Namun, juga mesti disadari, terdapat beberapa hal yang sebenarnya sumbu konfliknya hanya dipicu oleh kesalahpahaman dalam mengamati duduk perkara suatu persoalan. Yang menarik, buku ini berusaha menyuguhkan data dan argumen yang berimbang ihwal perselisihan kedua negara yang selama ini berlangsung. Genuk Ch. Lazuardi dengan tekun merekam secara runtut aneka persoalan yang menjadi biang konflik Indonesia-Malaysia lewat gaya pemaparan yang khas, renyah, dan ringan dicerna.

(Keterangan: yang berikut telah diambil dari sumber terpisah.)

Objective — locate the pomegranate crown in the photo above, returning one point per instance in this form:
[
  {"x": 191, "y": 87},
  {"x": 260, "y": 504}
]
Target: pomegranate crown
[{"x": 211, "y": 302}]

Melalui ilustrasi dari beragam sudut, Genuk mencoba menggambarkan wajah masyarakat Indonesia di negeri berpenduduk 27 juta tersebut secara detail. Lewat ilustrasinya, secara tidak langsung pembaca akan dibawa memahami dan menelisik dari dekat bagaimana keberlangsungan hidup komunitas Indonesia di sana serta bagaimana pula orang Malaysia memperlakukan mereka. Sebagai jurnalis yang telah tiga tahun berkarir di Malaysia, dia mengajak kita berkeliling melihat peta Malaysia dari lensa yang paling jernih dan diambil langsung dari jantung permasalahan, yakni suka-duka rakyat Indonesia bertarung menyabung hidup di negeri seberang.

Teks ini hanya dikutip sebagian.